EZB schlägt bei Anleihen erneut kräftig zu
ms Frankfurt
Im Kampf gegen einen allzu starken Anstieg der Euro-Anleiherenditen hat das Eurosystem in der vergangenen Woche erneut in großem Stil Staatsanleihen gekauft. Zwar lag das Nettokaufvolumen beim Corona-Notfallanleihekaufprogramm PEPP in der Woche bis vergangenen Mittwoch etwas niedriger als in der entsprechenden Vorwoche, wie die Europäische Zentralbank (EZB) am Montag mitteilte. Der Rückgang ist aber eher gering, und im Schnitt der beiden Wochen liegen die Nettokäufe bei rund 20 Mrd. Euro. Das entspricht im Grunde den Erwartungen vieler Marktakteure.
Nachdem die Staatsanleiherenditen in den vergangenen Monaten deutlich angezogen hatten, hatte der EZB-Rat Mitte März entscheiden, das Tempo der PEPP-Käufe vorübergehend deutlich zu steigern – ohne aber das Gesamtvolumen von 1,85 Bill. Euro zu erhöhen. Die Euro-Hüter sorgen sich, dass ein ungerechtfertigtes Anziehen der Finanzierungskosten die Wirtschaftserholung nach der Pandemie torpedieren könnte. Dieser Kurs ist aber umstritten. Ex-EZB-Chefvolkswirt Otmar Issing etwa kritisierte die Entscheidung vergangene Woche im Interview der Börsen-Zeitung (vgl. BZ vom 24. März). Zudem landet auch PEPP als Fall vor dem Bundesverfassungsgericht.
Umstrittener Kurs
In der Woche bis vergangenen Mittwoch erhöhte das Eurosystem aus EZB und den 19 nationalen Zentralbanken nun den Bestand an PEPP-Papieren in den Notenbankbilanzen um netto rund 19 Mrd. Euro. In der Vorwoche hatte dieser Wert bei knapp 21,1 Mrd. Euro gelegen. Insgesamt, also inklusive des parallelen Anleihekaufprogramms APP, kaufte das Eurosystem Wertpapiere für netto knapp 24 Mrd. Euro. Das wiederum ist deutlich weniger als in der Vorwoche mit knapp 28,7 Mrd. Euro.

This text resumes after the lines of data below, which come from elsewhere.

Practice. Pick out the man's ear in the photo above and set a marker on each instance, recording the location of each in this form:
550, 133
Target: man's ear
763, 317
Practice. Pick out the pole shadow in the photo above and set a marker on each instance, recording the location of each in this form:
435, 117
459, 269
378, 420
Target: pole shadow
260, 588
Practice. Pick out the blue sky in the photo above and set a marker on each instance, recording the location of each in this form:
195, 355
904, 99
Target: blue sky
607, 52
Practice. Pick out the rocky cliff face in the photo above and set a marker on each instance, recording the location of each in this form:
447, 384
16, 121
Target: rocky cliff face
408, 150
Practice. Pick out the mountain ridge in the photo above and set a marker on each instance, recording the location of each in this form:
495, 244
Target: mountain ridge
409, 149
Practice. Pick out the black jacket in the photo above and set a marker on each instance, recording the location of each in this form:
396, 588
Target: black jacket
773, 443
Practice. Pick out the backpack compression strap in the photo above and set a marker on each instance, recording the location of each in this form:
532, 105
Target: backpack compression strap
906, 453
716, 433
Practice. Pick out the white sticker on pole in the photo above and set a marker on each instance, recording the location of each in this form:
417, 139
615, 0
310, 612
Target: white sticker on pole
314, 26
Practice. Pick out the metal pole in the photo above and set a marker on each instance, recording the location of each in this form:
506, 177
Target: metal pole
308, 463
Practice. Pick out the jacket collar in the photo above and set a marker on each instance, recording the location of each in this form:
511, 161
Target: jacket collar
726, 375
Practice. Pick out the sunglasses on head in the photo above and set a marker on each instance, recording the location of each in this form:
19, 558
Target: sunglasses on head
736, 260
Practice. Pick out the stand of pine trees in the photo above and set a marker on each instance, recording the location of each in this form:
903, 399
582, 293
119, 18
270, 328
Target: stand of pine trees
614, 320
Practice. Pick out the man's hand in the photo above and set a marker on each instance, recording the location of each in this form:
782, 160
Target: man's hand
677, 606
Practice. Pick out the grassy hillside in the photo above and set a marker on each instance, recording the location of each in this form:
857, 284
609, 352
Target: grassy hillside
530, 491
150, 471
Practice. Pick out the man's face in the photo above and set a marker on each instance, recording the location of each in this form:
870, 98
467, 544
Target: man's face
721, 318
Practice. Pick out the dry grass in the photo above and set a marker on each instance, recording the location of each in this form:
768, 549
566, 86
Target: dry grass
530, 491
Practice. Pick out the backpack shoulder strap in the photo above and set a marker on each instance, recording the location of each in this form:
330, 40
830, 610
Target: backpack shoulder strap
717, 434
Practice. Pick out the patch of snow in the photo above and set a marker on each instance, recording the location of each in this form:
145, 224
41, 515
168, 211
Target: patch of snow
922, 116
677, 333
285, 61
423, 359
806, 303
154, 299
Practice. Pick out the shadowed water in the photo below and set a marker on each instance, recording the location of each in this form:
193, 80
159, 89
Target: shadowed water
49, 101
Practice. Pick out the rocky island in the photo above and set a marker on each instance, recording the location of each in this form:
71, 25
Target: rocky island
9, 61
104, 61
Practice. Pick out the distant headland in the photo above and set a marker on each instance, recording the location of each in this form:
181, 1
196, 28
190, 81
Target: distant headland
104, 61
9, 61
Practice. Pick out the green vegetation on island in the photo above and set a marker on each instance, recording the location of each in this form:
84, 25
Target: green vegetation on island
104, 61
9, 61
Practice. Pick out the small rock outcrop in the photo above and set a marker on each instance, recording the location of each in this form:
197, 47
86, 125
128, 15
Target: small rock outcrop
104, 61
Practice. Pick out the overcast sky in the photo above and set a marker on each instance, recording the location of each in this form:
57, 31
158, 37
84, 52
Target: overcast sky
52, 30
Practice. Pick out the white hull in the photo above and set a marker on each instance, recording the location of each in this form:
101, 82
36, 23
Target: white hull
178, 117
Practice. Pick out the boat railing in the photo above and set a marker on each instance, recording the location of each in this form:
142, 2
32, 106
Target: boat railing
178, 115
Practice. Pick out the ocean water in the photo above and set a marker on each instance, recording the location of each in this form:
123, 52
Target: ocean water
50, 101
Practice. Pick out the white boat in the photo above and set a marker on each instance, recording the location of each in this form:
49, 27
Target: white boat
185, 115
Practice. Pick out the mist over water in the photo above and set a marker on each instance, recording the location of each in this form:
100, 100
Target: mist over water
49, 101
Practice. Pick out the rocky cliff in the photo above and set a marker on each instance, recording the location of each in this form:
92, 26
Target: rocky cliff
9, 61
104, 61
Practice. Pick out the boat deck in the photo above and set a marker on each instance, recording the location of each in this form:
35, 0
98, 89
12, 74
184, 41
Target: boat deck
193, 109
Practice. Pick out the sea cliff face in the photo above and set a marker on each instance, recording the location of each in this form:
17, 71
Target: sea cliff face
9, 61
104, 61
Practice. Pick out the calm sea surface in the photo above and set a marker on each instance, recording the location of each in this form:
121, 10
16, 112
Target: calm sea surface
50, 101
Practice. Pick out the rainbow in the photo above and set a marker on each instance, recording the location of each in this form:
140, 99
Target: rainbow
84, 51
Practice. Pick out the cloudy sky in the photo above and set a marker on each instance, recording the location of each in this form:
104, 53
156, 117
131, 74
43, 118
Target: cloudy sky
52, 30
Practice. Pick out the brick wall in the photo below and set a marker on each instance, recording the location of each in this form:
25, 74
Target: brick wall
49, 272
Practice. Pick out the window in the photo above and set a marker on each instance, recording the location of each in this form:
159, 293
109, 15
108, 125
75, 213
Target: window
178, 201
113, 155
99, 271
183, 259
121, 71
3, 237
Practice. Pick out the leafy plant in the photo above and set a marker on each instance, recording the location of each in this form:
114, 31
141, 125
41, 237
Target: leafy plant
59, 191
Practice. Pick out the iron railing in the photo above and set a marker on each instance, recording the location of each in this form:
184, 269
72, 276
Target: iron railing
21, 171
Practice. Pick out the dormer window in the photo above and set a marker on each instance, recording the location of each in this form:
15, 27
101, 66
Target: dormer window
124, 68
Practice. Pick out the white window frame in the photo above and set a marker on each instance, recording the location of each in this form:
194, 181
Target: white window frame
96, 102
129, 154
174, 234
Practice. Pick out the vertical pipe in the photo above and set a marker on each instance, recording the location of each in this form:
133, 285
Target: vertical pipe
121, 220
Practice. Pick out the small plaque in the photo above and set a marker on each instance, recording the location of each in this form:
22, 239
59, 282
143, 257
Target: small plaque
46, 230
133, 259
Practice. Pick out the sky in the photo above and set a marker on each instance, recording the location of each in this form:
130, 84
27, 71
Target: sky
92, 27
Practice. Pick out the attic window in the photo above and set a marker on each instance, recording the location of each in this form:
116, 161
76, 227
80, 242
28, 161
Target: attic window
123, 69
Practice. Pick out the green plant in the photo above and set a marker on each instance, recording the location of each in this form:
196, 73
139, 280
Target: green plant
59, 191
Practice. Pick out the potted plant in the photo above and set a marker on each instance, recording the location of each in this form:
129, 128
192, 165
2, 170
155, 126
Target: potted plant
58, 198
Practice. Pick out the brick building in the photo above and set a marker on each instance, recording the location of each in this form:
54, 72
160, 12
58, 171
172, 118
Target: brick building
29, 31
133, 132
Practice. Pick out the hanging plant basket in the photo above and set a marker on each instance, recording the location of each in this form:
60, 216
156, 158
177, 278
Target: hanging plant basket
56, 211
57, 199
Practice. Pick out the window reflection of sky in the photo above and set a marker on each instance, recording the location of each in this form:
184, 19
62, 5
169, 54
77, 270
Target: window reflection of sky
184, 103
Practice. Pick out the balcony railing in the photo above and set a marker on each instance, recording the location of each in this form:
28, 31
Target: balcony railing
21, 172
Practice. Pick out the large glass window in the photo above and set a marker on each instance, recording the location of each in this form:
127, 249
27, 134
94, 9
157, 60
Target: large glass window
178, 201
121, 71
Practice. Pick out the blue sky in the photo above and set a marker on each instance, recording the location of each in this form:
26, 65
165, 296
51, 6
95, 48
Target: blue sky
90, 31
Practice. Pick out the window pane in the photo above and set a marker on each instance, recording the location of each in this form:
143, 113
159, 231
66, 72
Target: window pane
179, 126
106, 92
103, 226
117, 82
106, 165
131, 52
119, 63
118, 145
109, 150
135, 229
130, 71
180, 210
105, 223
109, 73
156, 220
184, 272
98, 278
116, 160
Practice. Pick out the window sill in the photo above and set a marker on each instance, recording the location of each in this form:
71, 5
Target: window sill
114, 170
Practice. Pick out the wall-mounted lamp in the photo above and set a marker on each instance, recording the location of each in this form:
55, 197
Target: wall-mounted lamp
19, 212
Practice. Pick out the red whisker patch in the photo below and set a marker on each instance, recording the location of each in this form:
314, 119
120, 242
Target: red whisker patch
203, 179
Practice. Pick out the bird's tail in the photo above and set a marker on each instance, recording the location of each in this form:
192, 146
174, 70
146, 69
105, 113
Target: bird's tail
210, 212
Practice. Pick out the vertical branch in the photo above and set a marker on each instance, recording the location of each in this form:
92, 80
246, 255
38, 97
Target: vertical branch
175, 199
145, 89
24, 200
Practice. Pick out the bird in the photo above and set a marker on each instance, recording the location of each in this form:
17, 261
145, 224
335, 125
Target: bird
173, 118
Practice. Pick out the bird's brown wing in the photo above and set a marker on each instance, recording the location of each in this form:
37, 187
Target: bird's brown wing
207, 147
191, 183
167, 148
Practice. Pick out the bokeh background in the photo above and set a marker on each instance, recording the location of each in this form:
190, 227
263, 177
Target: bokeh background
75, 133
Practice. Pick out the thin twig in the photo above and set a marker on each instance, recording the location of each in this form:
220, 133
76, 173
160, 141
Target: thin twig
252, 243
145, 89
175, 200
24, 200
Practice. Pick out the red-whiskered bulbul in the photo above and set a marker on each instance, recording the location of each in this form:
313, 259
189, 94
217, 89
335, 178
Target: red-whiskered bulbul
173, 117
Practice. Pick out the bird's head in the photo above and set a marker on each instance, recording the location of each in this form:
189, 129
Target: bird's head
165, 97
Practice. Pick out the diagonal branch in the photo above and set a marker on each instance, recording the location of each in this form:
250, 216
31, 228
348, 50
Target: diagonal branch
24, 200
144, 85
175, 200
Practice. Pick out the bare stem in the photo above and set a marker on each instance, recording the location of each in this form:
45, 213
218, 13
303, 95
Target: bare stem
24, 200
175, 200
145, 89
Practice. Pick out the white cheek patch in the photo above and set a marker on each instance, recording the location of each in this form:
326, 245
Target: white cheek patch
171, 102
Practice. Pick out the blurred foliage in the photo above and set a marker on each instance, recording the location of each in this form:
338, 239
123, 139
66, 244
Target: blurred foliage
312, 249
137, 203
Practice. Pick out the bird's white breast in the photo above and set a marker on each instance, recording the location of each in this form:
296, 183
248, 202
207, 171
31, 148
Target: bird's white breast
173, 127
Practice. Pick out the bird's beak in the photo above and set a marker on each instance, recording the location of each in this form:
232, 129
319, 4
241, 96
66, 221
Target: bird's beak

Die erhöhten Kaufvolumina im Kampf gegen die steigenden Renditen sind zum einen umstritten, weil die Finanzierungsbedingungen insgesamt, also inklusive jener für Unternehmen und Haushalte, weiter sehr niedrig sind – zumal in realer Rechnung, also abzüglich der Inflation. Zum anderen stecken hinter dem Anstieg auch anziehende Inflationserwartungen – was dem Bestreben der EZB nach höherer Inflation nach Jahren unterhalb des Inflationsziels von 2% entgegenkommt. Andere Zentralbanken wie die US-Notenbank sind wegen des Renditeanstiegs deutlicher weniger besorgt.
Neue Nahrung dürfte die Debatte über die Inflation erhalten, wenn am Dienstag die Inflationsdaten für März aus Deutschland und am Mittwoch jene für den Euroraum veröffentlicht werden. Mit Blick auf die Euro-Inflation gehen Volkswirte von einem Anstieg von 0,9% im Februar auf 1,3% aus. Ende 2020 hatte die Rate noch unter 0% gelegen. Die EZB sieht das als temporären Anstieg, durch den sie „hindurchschauen“ will.
Angesichts der Normalisierung der Inflation ziehen an den Märkten die Inflationserwartungen auch für den Euroraum weiter an. Das langfristige Euro-Inflationsbarometer, der Five-Year-Five-Year-Forward, liegt aktuell wieder bei rund 1,5%. Im März 2020 war es in der Corona-Pandemie zeitweise auf 0,72% gefallen.